New federal Liberal Party president Nick Greiner plans to take Tony Abbott aside to urge him to stop stirring dissent in the Turnbull government.
The former NSW premier says the party will lose the next election if it doesn't present a unified face to the Australian public, which has watched a month of infighting led by the former prime minister.
"It is as simple and as stark as that," Mr Greiner warned on Sunday.,
He told Sky News that while the government was talking about itself, Labor and Opposition Leader Bill Shorten were "totally escaping scrutiny".
He said he planned to talk to Mr Abbott, who has been particularly vocal about the direction of the government, in the next week or so.
"I think we have got to be adults about it," he said.

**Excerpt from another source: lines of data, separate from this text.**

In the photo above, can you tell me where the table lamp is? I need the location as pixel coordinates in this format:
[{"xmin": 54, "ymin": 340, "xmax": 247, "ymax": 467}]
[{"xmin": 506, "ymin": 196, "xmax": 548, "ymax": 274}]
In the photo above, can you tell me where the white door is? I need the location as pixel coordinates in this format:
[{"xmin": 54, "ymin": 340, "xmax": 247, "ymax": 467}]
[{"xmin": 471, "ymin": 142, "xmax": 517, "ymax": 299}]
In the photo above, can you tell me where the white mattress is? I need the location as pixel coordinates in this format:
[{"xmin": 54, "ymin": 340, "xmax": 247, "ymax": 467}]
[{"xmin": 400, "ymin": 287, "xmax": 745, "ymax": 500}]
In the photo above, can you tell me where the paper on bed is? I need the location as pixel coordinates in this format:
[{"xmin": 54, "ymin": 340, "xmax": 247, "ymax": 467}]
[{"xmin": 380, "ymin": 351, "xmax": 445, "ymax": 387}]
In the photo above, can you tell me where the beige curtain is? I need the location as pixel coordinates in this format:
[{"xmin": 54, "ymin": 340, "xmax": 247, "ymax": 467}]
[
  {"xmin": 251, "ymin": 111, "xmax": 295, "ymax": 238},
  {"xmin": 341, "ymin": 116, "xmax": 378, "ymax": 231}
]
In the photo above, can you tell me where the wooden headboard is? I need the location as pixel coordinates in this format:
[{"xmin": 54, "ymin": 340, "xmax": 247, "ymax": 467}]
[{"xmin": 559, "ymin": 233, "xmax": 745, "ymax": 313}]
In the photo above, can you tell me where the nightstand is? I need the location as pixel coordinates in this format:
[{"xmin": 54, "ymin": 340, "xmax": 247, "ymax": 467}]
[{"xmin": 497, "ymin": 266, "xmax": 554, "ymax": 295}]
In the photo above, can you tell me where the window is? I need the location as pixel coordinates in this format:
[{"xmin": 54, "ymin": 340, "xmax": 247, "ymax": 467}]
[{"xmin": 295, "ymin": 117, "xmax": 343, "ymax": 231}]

"I think everyone understands a prime minister who loses his position in the way it happened has all sorts of human emotions and has responded in a particular way which is very open and public."
He concedes he doesn't have an answer, and even if he did, he has neither the power nor the capacity to implement it.
"This is for the parliamentary party," he said.
Nationals Leader and Deputy Prime Minister Barnaby Joyce has expressed his frustration over the constant infighting of the Liberals, the senior partner of the governing coalition.
Deputy Liberal leader Julie Bishop can understand such frustration when the government should be focusing on the legislation it is getting through the Senate and the policies it is implementing.
"We are getting on with some very significant reforms," she told ABC television.
"And I agree with Barnaby Joyce, that's what we should be focusing on."
She can't understand why people from her own side would criticise the government's performance because all it does is drive people to Labor.
"And if Bill Shorten, by accident, becomes prime minister of this country, I think it would be very dangerous."